Johnson Graves was reared on his father's homestead in Otoe county, attended the local schools and the State University for three years. He then accepted a position in the state land commisioner's (sic) office at Lincoln, which he filled four years, and in 1896-1897 was a clerk in the state legislature. For five months he was associated with the Barnett Lumber Company at McCook, Nebraska, and from that time may be dated his interest in the lumber industry, in which he has since been an important factor. In different capacities he has been connected with the lumber trade in Nebraska, Colorado, Montana and Idaho. With the intention of locating permanently, Mr. Graves came to Scottsbluff in 1908 and bought out the Pathfinder Lumber Company, afterward he had interests at other points for five years, then returned here and bought an interest in the large enterprise conducted under the name of L. W. Cox & Co., incorporated, of which he is vice president, treasurer and manager. In business circles he stands high.

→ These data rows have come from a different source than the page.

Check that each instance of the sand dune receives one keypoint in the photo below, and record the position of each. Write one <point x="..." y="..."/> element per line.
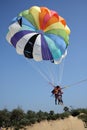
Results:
<point x="71" y="123"/>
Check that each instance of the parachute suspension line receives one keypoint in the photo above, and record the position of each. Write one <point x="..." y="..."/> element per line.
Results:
<point x="76" y="83"/>
<point x="37" y="68"/>
<point x="61" y="71"/>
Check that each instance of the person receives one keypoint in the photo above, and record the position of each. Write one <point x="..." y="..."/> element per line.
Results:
<point x="57" y="92"/>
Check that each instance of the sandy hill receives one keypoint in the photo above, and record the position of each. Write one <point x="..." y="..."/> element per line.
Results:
<point x="71" y="123"/>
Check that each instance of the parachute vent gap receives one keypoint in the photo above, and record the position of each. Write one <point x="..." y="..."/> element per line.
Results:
<point x="29" y="46"/>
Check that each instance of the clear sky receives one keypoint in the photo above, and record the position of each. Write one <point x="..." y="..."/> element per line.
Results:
<point x="20" y="84"/>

On August 24, 1899, Mr. Graves married Miss Jennie Holland, who was born in Otoe county, Nebraska, and is a daughter of L. J. and Sidney E. Holland, the former was a prominent farmer in Red Willow county, from which he was elected a member of the state legislature in 1900. Mr. and Mrs. Graves have two children: Jackson, who is in school, and Elizabeth May, who has just passed her second birthday. Mr. Graves has settled convictions in regard to politics and has always been affiliated with the Democratic party.
HENRY W. NEFF, an enterprising business man of Scottsbluff, is a member of the firm doing business here under the name of the Carr-Neff Lumber Company, which has the distinction of being the oldest business firm in this city. Mr. Neff was born in Penn-
sylvania, came to Nebraska in 1890 and to Scottsbluff in 1900.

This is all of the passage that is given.